Pathological love
「うん………ごめん。」
男の人の少し固い指が私の唇をゆっくりとなぞった。
それと同時に私の目線は彼の目に移る。
一重の目を少し伏せて、心配そうに私の口許を見る連理は、凄く悩ましげで私の欲望を駆り立てた。

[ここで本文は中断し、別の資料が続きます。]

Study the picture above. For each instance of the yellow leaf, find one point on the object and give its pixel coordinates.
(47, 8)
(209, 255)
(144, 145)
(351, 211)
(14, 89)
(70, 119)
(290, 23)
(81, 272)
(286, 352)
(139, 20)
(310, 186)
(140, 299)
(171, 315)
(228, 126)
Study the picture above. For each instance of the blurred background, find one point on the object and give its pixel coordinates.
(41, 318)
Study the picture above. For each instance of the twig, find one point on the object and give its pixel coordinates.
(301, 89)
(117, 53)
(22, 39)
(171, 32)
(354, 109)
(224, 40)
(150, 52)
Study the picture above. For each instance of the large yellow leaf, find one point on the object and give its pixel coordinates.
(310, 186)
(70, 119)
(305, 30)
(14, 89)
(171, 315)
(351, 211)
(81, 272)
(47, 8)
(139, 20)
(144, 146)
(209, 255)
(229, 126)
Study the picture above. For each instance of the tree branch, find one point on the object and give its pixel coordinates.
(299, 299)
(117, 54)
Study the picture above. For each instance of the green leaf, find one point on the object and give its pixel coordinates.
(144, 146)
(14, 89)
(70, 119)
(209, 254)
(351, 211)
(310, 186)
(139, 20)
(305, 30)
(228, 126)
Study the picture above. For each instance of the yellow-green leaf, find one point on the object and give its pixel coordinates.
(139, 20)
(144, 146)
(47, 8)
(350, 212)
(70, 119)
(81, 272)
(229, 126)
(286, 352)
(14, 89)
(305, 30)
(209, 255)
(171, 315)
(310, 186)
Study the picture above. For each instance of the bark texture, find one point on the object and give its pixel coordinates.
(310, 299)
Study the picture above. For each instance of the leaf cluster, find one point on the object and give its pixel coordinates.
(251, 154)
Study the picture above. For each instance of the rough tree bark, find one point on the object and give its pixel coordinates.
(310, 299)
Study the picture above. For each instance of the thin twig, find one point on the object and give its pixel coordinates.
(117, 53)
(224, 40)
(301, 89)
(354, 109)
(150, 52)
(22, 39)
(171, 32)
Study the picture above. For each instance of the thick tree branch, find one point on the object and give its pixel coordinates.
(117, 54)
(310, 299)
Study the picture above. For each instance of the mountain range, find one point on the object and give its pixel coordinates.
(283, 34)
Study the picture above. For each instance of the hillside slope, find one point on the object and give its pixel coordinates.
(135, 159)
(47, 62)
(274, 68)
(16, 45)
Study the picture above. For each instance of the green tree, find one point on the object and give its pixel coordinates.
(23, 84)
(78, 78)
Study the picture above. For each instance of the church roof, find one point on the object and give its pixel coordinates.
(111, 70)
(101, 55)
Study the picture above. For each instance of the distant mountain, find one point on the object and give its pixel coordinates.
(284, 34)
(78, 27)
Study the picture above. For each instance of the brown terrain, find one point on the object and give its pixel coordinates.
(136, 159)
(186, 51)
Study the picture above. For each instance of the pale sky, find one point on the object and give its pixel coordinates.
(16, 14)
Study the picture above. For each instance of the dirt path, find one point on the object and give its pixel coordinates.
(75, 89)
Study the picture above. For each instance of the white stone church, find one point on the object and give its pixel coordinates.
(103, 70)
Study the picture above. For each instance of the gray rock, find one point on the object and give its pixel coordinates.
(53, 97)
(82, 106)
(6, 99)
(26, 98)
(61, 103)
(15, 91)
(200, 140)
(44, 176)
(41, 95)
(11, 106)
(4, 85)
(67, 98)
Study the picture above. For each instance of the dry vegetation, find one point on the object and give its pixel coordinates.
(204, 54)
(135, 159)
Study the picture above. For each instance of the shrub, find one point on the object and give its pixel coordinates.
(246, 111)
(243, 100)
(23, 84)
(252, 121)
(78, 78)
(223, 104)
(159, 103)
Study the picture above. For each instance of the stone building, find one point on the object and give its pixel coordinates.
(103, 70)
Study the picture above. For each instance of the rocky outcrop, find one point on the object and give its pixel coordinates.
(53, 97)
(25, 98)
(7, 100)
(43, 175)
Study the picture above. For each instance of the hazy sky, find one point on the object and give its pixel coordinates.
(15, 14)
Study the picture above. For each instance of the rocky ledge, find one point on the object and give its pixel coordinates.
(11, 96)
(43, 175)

「明日になってみないと分からないけど、唇は少し赤いくらいで済みそうだ。口の中は暫く痛むかも………。」
ドクンッドクンッと私に響く振動は、頭を麻痺させて何も考えさせない。
それならたまには本能に従ってみようか………。
記憶にある彼の唇の感触を思い出しながら、私は名前を呼んだ。
「連理………。」
思惑通り彼の瞳が私を捉える。
「口の中の氷………溶けちゃった………もう一つちょうだい?」
「ああ………。」
連理がグラスからまた一つ氷を掬い上げて指に持つと、私は空かさずその氷を取り上げた。
彼は驚きもせず私の口許を見ている。
「連理………口開けて?」
「あぁ?何で?」
私は隙を見て氷を彼の口に放り込んだ。
「何なんだよ?!俺は要らないって!」
「そんなの分かってるよ……氷が欲しいのは私。だから………その氷………頂戴?」
意味が分かったのか、一瞬目を見開くと連理は口の中の氷をカロンッと転がした。